Pro-labor policies, unions, and a commitment to upholding safety and environmental rules would be a prerequisite for participating companies.
The report emphasizes that if the road to energy efficiency is actively pursued, by 2035, a potential 20.8 million jobs could be created.
Of course, there will be naysayers. However, the Eisenhower Interstate Highway System and FDR’s rural electrification program stand as examples of what can be accomplished.
Reduce Energy Consumption
Reducing energy consumption cuts down on air pollution caused by methane leaks, a major negative by-product of the oil and gas industries. By 2035, energy efficiency upgrades would reduce these leaks by almost 440 million metric tonnes of CO2 equivalent.
It’s time to reformat the national thinking process. Americans use 20 percent of all global energy. China comes in second, but they have a billion more people than we do.
Oil, gas, and electric companies don’t want to see a reduction in their sales. The “low-cost fossil fuels” agenda is being pushed by those with vested interests. It is not to the benefit of the American consumer.

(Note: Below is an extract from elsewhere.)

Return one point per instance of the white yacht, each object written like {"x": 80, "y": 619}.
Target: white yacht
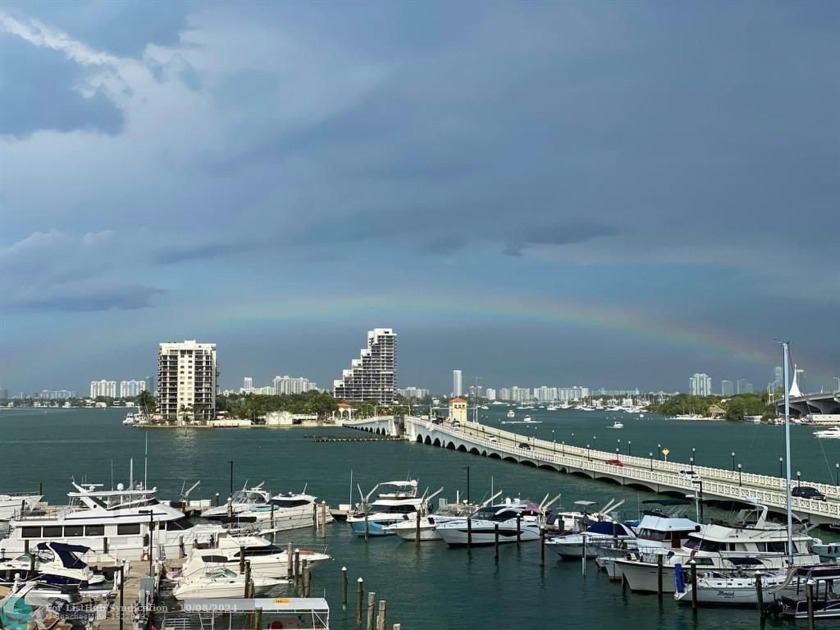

I reached out to Mitch Jones, Climate & Energy Program Director at Food & Water Watch to ask about this:
Where do you think the opposition to this proposal resides? (Other than from the fossil fuel interests).
“Usually it’s the utilities. Utilities make money by selling people energy, so having more efficient homes cuts into their profits. But the homebuilders also often oppose tighter efficiency standards for the same reason. Profits.”

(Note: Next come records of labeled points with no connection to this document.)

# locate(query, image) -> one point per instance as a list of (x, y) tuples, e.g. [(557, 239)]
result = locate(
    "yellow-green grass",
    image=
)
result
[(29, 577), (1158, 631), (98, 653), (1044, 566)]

Why do you believe elected officials are not getting on board? Is it up to the public to demand they take action?
“It’s always up to the public to demand action no matter the issue, but especially when powerful interests like the homebuilders and gas and electric industries are opposed. Elected officials do tend to like building efficiency because it can create jobs, but scaling their willingness to act to what’s required to help stave off the worst of climate chaos is a heavier lift. It’s not that most of them want to take no action, it’s that the action they want to take isn’t sufficient.”
Here’s how to make energy efficiency a national and state priority:
- Ask your Congressperson to support fully funding the Weatherization Assistance Program by 2035.
- Ask your elected officials to make sure that investment monies cover frontline communities, low-come people, and people of color.
- Support the federal government upgrading all federal building to the highest level of energy efficiency. Same for those who lease to federal agencies.
- Push Congress to implement regular upgrades to mandatory energy efficiency standards.
- Create incentives for landlords to upgrade appliances, equipment and their rental properties.
- Have landlords retrofit properties while preventing rent increases.
- Get states involved in the process via tax credits, deductions, and rebates.
We all need to be in this together to protect the next generation.